# *NSFW* Critique desired: Katerina - different style



## DanHostettler

Different style of a nude shooting. Have a great day, Dan








#1 - Katerina

​


----------



## Hybrid Designz

Love it!


----------



## AnotherNewGuy

Cool frame, I like it but would be curious to see it slightly underexposed as opposed to blown out.  What did you use for key?


----------



## UUilliam

May I ask the purpose of this shoot (as it is in professional area I am guessing this was a paid gig for a reason wither it be she wanted it for personal portrait or it was to (the only thing I can pick up on) is the bottle

In the case it is the latter, the boob flash really doesn't help, It is far too distracting and it is too contrasty imo, possibly just tone it down a tad


----------



## Cooler_King

I love it.  Not sure what narrative you were going for but this says to me..

Get out of my way, I have a party to get to


----------



## wtdeane

I can't help but looking at the blown out parts.  They just ruin the shot for me.  Your lighting is too extreme and harsh.

Sorry.


----------



## Goontz

To me, it seems really busy and then all of a sudden there's a breast in the middle of it. It almost seems, to me, like the nudity is out of place for this image or she's flashing the camera (maybe her left hand positioning). I would almost rather see it with maybe some revealing clothes, but not exposed. I also agree that the lighting is a tad bit too harsh for my taste. 

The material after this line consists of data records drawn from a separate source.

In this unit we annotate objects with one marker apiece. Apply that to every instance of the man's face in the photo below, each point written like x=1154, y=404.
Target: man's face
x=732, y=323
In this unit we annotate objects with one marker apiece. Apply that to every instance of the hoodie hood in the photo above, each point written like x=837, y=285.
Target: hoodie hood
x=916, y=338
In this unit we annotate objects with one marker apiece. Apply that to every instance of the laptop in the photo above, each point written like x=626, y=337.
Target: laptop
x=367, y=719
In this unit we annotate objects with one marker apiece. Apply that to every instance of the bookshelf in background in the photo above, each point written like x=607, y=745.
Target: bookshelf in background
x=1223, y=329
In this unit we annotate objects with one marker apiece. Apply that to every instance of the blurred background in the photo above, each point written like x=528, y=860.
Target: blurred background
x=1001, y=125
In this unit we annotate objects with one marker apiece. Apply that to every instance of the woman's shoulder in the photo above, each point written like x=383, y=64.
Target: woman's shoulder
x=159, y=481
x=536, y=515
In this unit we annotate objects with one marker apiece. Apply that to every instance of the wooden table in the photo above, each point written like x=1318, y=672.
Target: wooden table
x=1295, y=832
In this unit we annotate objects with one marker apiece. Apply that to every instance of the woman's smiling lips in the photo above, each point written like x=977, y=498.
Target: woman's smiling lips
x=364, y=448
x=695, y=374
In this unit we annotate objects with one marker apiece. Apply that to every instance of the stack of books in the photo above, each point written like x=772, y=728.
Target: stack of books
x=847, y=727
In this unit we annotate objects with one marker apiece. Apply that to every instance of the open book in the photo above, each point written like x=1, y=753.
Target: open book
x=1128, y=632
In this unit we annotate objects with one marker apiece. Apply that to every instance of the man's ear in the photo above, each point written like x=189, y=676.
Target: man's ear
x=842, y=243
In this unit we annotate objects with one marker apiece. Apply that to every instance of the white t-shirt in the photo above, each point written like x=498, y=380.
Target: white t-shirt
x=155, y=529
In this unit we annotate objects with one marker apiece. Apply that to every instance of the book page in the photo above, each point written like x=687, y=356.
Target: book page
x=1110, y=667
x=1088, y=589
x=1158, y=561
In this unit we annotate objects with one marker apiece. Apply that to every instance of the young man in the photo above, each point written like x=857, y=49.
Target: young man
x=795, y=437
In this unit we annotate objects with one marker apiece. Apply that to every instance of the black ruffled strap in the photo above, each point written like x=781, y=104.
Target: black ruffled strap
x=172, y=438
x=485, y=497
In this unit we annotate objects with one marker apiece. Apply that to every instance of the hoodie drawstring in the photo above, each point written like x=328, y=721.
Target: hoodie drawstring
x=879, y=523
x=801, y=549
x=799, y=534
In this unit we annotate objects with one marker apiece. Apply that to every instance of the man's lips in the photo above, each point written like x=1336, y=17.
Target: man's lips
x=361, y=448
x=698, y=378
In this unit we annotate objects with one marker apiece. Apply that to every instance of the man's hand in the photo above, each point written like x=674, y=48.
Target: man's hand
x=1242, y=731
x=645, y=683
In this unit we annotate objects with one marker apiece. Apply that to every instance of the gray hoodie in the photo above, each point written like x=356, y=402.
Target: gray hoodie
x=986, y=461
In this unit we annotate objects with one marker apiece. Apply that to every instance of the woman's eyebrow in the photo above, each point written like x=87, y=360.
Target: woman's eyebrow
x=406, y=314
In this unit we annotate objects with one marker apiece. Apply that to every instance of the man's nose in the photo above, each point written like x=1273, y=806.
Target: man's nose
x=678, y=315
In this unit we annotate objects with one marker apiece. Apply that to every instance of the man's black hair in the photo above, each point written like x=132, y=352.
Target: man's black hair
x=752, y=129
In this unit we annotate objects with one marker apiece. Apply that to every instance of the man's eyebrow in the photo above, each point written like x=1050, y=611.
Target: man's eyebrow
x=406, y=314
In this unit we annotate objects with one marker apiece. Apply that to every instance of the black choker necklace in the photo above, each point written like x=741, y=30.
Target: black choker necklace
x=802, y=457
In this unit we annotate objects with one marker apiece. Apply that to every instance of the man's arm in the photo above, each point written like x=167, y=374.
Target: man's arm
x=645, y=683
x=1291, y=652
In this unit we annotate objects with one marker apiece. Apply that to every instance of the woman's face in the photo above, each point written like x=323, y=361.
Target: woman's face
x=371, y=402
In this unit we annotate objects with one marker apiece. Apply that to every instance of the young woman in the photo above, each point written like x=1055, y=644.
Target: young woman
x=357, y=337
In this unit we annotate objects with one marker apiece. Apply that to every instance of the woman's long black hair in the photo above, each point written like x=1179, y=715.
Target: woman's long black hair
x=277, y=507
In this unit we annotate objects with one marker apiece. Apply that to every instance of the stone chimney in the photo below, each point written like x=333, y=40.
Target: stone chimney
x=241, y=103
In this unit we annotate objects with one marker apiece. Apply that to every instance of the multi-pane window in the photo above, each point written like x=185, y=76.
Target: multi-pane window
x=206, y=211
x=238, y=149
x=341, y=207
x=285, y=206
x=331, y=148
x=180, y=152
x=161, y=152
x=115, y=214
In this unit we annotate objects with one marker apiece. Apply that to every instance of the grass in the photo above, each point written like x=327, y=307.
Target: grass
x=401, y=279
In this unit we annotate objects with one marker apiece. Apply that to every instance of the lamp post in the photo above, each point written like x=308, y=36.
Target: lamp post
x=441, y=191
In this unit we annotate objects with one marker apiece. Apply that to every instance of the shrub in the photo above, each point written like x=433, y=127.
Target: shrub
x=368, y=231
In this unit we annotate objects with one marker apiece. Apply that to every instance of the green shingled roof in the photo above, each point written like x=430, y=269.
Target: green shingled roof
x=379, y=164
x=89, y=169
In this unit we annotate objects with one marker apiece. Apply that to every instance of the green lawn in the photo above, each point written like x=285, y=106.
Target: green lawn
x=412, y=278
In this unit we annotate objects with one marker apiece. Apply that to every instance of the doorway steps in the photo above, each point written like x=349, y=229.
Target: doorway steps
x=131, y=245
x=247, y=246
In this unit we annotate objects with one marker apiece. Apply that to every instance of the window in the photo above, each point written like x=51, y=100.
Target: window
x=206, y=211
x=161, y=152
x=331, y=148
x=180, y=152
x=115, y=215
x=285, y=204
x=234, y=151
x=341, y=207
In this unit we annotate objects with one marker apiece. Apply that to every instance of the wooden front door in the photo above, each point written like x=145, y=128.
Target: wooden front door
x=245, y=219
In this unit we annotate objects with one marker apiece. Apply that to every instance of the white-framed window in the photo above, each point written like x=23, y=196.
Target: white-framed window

Just my nitpicks, still a very nice shot overall.


----------



## DScience

"Hey....wanna drink? Or a boob?"


----------



## rallysman

"Think I can fill this bottle?"

The boob seems........random.
(never thought I'd see a random boob as a bad thing)


----------



## bburzycki

Always liked higher key work... just more interesting to the eye and it pisses off other photographers becase it does not follow the rules - just look at my portfolios - I hate rules...

Nice work - there is some kind of strange shadow on her breast thou....lower right side.. not sure if that was a postprocessing issue or not..


----------



## keith foster

Great stuff, Dan!
I am really enjoying the work you have been posting for us.  
I love the fact that you shoot in ways I would not have thought to try.  Always sexy and great use of light.


----------



## craig

I am really enjoying work. We have very different styles and you are an inspiration to me.

Love & Bass


----------



## Brian L

Very nice. Like it a lot!


----------



## Munky

*Great Composition and PP!
*


----------